2nd chance for top Taliban cited
By Rowan Scarborough, Washington Times
Special-operations soldiers say that if the command in Afghanistan had listened to them four years ago, there would have been no need this month for a U.S. air strike that killed senior Taliban leader Mullah Akhtar Mohammed Osmani.
He already would have been locked up.
As reported in 2002 by The Washington Times, an Army Green Beret "A Team" said it captured Osmani in a village near Kandahar, the Taliban's birthplace.
The U.S. prison at the Bagram military base north of Kabul later released Osmani, the Special Forces soldiers said. They suspect Osmani convinced his captors that he was not a Taliban leader but a poor villager.

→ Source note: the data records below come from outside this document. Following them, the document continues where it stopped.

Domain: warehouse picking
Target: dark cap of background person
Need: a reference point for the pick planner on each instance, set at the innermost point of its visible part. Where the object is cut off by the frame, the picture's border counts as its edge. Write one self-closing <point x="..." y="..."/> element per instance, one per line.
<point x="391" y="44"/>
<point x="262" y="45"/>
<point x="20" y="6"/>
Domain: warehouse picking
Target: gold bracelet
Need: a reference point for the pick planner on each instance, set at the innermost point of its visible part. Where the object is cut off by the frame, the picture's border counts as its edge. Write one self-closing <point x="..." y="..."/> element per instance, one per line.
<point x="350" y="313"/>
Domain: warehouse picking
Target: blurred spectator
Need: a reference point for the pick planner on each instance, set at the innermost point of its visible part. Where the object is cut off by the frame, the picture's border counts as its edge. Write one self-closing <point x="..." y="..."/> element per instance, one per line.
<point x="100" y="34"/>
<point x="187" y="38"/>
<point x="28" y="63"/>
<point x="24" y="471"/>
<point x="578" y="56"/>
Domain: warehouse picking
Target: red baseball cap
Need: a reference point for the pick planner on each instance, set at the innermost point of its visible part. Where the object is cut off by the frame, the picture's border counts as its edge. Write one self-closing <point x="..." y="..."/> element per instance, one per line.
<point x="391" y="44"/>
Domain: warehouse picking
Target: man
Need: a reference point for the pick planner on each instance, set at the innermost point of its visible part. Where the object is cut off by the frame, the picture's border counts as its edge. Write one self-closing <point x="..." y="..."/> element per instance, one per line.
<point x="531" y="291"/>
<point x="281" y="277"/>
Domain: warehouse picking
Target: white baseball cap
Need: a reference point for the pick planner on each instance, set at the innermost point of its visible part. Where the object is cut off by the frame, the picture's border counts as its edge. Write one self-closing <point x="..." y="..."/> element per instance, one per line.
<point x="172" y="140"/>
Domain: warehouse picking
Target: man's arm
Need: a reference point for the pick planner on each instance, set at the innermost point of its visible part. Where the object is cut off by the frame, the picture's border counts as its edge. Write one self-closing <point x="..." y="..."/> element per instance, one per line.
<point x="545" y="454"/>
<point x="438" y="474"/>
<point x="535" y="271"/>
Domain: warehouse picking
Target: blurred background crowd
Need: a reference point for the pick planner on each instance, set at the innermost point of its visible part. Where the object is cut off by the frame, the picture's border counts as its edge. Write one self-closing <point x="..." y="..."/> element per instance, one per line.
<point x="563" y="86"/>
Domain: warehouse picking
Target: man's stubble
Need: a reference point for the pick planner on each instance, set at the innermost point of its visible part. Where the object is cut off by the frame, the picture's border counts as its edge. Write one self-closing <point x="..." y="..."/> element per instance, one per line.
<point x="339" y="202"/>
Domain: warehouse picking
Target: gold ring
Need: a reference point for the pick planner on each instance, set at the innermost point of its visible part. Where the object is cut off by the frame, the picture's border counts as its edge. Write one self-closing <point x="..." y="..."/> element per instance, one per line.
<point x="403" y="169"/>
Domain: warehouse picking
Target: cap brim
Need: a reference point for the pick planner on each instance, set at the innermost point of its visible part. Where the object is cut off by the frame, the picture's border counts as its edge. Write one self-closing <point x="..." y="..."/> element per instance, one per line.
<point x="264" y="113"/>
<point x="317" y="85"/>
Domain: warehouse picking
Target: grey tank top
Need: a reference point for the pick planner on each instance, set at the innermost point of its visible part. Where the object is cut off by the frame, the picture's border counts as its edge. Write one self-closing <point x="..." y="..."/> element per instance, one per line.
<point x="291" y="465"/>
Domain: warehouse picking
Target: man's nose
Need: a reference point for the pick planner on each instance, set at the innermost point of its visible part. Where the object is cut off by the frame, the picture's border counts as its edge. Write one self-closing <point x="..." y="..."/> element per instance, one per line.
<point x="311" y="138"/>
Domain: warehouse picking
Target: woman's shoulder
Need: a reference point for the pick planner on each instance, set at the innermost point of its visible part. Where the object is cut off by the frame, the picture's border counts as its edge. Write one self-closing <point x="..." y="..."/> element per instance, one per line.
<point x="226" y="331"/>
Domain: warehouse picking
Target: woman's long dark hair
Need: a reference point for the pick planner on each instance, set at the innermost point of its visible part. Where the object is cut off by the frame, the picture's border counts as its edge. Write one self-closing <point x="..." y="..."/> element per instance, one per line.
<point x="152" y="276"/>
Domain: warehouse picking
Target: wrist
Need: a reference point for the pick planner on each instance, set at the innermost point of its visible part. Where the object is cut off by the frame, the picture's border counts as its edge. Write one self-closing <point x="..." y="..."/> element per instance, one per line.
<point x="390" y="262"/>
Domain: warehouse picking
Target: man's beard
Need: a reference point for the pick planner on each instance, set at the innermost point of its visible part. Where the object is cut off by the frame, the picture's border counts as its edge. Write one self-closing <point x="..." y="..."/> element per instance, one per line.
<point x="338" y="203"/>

The soldiers said they heard later that he crossed into Pakistan and reorganized his forces.
A military spokesman told The Times, "If we had captured Osmani, we would still have him."
Osmani was killed earlier this month. The Combined Forces Command in Kabul said that on Dec. 19 Osmani was identified, based on intelligence reports, as riding in a vehicle near the Pakistan border in a deserted area. An air strike killed him and two unidentified companions.
"Osmani was in the top ring of the Taliban leadership, and he was also a close associate of Osama bin Laden and [anti-U.S. warlord] Gulbuddin Hekmatyr," said Col. Tom Collins, a command spokesman. "His death is a major achievement in the fight against extremists and their terrorist networks."
Osmani had helped lead a Taliban resurgence this year that saw the radical Islamic movement recapture towns in southern Afghanistan, commit a string of atrocities and ramp up ambushes of NATO troops.
The command said Osmani ran the Taliban's military operations in Kandahar and other southern towns. His leader, Mullah Mohammed Omar, remains at large.
Soldiers on the A Team in 2002 said Osmani should never have had the second chance to reorganize the Taliban.
"We may never find out what really happened to him and if he was really let go by mistake, or something else, but it would have saved many, many lives, Afghan and American, if Osmani had been locked up or killed in '02," said a Special Forces soldier who was in Afghanistan at the time.
The soldiers told The Times that in July 2002 they received intelligence from locals that Osmani was staying in a compound in the village of Sangin. The soldiers said that U.S. military operations had slowed by then and that some ex-Taliban felt reasonably secure living in small villages.
While his compound was under surveillance, a man matching Osmani's description emerged to attend morning prayers, the soldiers said. The man was stopped at gunpoint and searched. He had an old Taliban ID card with the name "Osmani," they said, and scars on his chest that matched an intelligence profile.
The soldiers said they took the man by truck to Kandahar, from where he was flown to the prison in Bagram. Weeks later, they said, they heard he had been released.
A Defense Intelligence Agency spokesman said, "The DIA has no knowledge that Mullah Akhtar Mohammed Osmani was ever in U.S. custody in Afghanistan. Given Osmani's high profile and our interest in detaining him, misidentification by experienced personnel is unlikely."